See, there’s always a little side work involved with finding the right photos, uploading them, coding everything, getting the Urbanspoon code for that little yellow and blue box you see down below, and I like to get as much of that done as possible beforehand. Since I sleep terribly away from home – especially when I’m staring at the ceiling, biting my lip and shaking my head because I had tenders at Gus’s instead of some good dark meat drumsticks – it makes sense to do a little of this work on the laptop while everybody else enjoys some sleep, and get the skeletons of the entries ready for Marie and me to come back and actually write later.

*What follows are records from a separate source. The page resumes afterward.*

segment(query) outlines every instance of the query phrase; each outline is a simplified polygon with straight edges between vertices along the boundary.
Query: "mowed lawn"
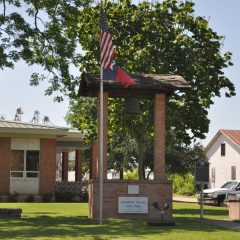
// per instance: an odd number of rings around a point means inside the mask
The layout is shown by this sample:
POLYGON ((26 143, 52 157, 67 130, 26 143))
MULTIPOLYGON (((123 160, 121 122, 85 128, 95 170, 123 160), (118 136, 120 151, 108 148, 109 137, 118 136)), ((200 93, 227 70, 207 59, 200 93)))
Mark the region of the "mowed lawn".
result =
MULTIPOLYGON (((144 220, 87 218, 86 203, 0 203, 22 208, 21 219, 0 219, 0 239, 164 239, 239 240, 240 232, 226 230, 199 219, 196 203, 174 203, 175 227, 149 227, 144 220)), ((205 207, 206 218, 224 219, 227 208, 205 207)))

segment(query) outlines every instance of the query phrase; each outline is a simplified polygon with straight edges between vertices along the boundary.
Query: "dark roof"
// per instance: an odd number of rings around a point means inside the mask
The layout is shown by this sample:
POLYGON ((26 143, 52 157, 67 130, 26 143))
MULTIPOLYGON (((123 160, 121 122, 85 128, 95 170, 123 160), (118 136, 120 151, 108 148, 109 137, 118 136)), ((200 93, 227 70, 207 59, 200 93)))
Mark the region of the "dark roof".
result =
MULTIPOLYGON (((114 80, 103 80, 104 90, 109 97, 153 97, 155 93, 171 95, 175 90, 189 88, 186 80, 181 76, 162 74, 133 74, 135 84, 124 88, 114 80)), ((100 86, 100 74, 84 74, 79 88, 79 96, 97 96, 100 86)))
POLYGON ((208 143, 205 150, 208 151, 213 143, 217 140, 217 138, 221 135, 225 135, 230 141, 235 143, 238 147, 240 147, 240 130, 228 130, 228 129, 220 129, 217 134, 212 138, 212 140, 208 143))

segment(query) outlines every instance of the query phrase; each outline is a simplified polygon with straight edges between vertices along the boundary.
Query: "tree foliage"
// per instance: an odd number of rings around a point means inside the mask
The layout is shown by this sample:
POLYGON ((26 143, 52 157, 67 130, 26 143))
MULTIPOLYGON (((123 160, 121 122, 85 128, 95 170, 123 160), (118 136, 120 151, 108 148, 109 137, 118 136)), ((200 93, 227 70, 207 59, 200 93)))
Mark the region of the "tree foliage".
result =
MULTIPOLYGON (((232 65, 232 54, 221 52, 223 37, 206 19, 195 16, 192 1, 104 2, 116 61, 128 73, 181 75, 191 86, 175 92, 167 103, 167 144, 183 146, 204 138, 213 98, 235 95, 223 72, 232 65)), ((91 0, 1 0, 0 4, 0 67, 14 67, 20 59, 42 66, 43 74, 34 73, 31 84, 47 80, 46 94, 56 93, 58 101, 62 94, 69 96, 68 120, 89 141, 94 139, 96 102, 77 99, 77 90, 80 73, 99 71, 100 6, 91 0)), ((138 144, 138 157, 143 158, 153 137, 152 104, 141 100, 142 114, 132 117, 123 114, 122 99, 111 100, 110 140, 115 132, 128 132, 138 144)))

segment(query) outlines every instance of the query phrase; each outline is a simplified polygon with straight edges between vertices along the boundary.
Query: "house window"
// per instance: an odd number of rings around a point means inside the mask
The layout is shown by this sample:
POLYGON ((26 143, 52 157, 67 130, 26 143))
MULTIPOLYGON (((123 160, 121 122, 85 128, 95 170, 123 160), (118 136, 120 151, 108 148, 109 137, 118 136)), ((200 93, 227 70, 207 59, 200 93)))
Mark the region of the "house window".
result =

And so I was looking around Urbanspoon Memphis for the relevant details of the restaurants that we had enjoyed on Sunday and noticed, among the most recent photos uploaded, a picture of Gibson’s Donuts on Mount Moriah, near Poplar. Well, just look at that photo up above. You all know that we absolutely love silly old retro restaurant design like that. I could not possibly pass that up! We just had to stop by on our way out of town.

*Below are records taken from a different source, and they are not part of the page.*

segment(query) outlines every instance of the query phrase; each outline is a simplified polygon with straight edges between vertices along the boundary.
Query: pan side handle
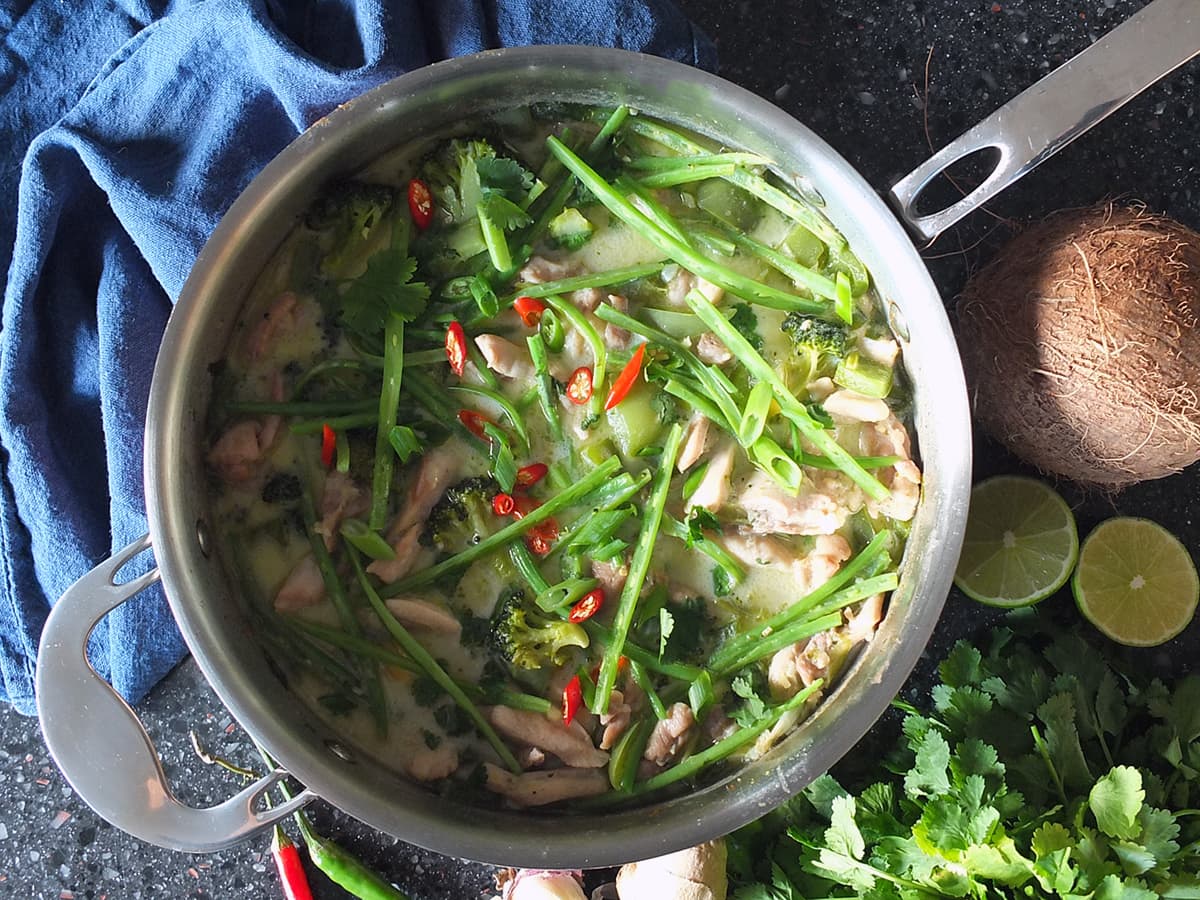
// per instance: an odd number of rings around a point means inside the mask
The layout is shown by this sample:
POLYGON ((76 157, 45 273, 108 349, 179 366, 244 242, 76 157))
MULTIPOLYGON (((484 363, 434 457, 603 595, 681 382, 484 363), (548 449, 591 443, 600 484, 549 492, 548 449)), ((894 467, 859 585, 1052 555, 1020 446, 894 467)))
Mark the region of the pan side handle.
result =
POLYGON ((1153 0, 898 181, 892 203, 913 234, 931 241, 1198 53, 1200 4, 1153 0), (937 175, 988 149, 1000 157, 974 191, 946 209, 917 212, 937 175))
POLYGON ((142 721, 88 661, 96 623, 158 581, 154 569, 118 584, 118 572, 150 548, 143 536, 67 588, 50 610, 37 654, 37 714, 54 761, 96 812, 124 832, 160 847, 222 850, 272 826, 314 794, 304 791, 271 809, 257 809, 287 775, 282 769, 208 809, 180 803, 142 721))

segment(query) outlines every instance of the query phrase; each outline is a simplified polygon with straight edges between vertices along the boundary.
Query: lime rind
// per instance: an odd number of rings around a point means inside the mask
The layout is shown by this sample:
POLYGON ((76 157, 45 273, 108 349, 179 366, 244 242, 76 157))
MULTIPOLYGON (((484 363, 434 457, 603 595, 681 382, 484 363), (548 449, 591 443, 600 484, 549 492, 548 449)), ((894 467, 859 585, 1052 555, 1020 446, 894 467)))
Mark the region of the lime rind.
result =
POLYGON ((1188 626, 1200 602, 1200 575, 1187 547, 1147 518, 1097 526, 1080 548, 1070 587, 1084 618, 1129 647, 1170 641, 1188 626), (1144 586, 1132 588, 1134 578, 1144 586))
POLYGON ((1078 558, 1079 532, 1067 502, 1036 479, 997 475, 971 492, 954 583, 986 606, 1031 606, 1067 583, 1078 558))

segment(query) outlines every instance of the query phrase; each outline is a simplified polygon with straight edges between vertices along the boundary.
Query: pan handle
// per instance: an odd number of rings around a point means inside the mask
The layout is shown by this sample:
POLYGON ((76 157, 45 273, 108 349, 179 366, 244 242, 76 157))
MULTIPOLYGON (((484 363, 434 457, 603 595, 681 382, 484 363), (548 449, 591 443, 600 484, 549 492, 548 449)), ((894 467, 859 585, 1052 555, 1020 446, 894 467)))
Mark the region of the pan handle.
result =
POLYGON ((1198 53, 1200 4, 1153 0, 898 181, 893 205, 931 241, 1198 53), (918 215, 917 199, 937 175, 989 149, 1000 158, 983 184, 943 210, 918 215))
POLYGON ((118 572, 150 548, 143 536, 67 588, 50 610, 37 653, 37 714, 54 761, 96 812, 134 838, 160 847, 206 853, 222 850, 314 799, 302 791, 266 810, 256 806, 282 769, 208 809, 180 803, 167 784, 154 742, 137 714, 88 661, 96 623, 158 581, 158 570, 118 584, 118 572))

After all, we needed a granola bar or a doughnut.
Anyway, this place opened in 1967. They say Elvis loved their doughnuts, but every business in the city that opened prior to the King’s death says that. They’re open 24 hours, they are almost always busy, and their doughnuts are completely heavenly. We munched on sugar glazed doughnuts and caramel doughnuts and, because we did not know to ask for them, failed to grab any buttermilk drops, which are a fun regional tradition not unlike the doughnut holes you might find elsewhere.
I did not take nearly as many photos as I should have, and almost all of them were horrible. The usual snaps that I take of desserts or doughnuts in their display case were marred by too much glare, and, anxious to get on the road and take advantage of the sleeping baby, I didn’t take nearly enough pictures of the wonderful exterior, with its neon and its gently rotating doughnut sign.

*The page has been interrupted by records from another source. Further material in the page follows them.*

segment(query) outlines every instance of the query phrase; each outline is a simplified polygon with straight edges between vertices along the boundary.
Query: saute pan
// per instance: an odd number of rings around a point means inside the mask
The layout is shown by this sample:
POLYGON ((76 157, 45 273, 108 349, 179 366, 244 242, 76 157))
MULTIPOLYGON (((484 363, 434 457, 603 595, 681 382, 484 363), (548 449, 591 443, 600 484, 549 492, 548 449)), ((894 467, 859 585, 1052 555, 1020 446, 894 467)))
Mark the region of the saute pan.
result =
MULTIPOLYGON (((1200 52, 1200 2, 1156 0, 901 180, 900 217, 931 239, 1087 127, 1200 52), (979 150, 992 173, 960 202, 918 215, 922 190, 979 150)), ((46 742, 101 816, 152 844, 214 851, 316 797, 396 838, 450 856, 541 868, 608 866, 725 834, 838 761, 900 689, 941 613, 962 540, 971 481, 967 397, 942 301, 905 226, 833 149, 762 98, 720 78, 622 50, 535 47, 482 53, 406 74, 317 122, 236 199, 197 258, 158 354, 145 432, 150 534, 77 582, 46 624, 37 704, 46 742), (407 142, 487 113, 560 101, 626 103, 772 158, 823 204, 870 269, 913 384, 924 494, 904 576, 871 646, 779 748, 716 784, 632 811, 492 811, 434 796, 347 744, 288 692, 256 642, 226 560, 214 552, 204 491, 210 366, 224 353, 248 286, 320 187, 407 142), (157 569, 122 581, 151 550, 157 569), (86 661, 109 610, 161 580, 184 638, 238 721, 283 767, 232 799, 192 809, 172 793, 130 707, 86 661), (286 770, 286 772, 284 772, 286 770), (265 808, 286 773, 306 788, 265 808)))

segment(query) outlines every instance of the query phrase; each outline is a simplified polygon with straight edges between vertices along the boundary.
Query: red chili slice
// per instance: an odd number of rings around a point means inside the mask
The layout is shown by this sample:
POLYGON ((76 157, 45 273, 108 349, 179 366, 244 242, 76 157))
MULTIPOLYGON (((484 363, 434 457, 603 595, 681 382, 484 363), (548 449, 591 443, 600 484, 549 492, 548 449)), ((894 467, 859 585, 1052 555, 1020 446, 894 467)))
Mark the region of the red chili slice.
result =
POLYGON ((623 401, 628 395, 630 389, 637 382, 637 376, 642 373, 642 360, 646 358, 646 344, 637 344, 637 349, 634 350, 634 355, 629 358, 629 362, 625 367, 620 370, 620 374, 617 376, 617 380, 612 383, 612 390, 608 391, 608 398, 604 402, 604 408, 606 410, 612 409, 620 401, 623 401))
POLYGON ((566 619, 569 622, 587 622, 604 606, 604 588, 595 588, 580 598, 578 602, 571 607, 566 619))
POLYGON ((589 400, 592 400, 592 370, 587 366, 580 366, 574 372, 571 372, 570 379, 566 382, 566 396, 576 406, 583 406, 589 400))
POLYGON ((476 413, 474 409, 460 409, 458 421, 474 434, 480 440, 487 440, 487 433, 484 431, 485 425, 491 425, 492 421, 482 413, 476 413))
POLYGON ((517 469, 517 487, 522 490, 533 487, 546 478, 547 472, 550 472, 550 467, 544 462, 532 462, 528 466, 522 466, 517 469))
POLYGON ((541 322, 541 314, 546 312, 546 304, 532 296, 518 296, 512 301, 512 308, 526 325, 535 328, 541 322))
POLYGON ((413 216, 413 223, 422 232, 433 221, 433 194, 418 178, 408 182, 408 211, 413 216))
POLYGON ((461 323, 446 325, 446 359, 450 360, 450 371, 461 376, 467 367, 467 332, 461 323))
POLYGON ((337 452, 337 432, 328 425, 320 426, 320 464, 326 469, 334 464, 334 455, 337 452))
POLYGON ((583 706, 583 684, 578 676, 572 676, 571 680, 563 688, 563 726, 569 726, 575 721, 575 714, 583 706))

You know what’s right across the street from Gibson’s? The other location of Gus’s. All we had to do was wait another 45 minutes and I could have had some of those dark meat drumsticks that I foolishly did not enjoy two nights before.
The baby snoozed, worn completely out by the visit to CMOM, and we staggered through the traffic lights along US-78 south of the city. Eventually, we made it into Mississippi and the road turned into the limited-access future I-22 and we made darn good time for a while, munching on doughnuts, listening to quiet music and holding hands while the children slept. After we got into Alabama, the baby woke and the rain got awful… but that’s another story.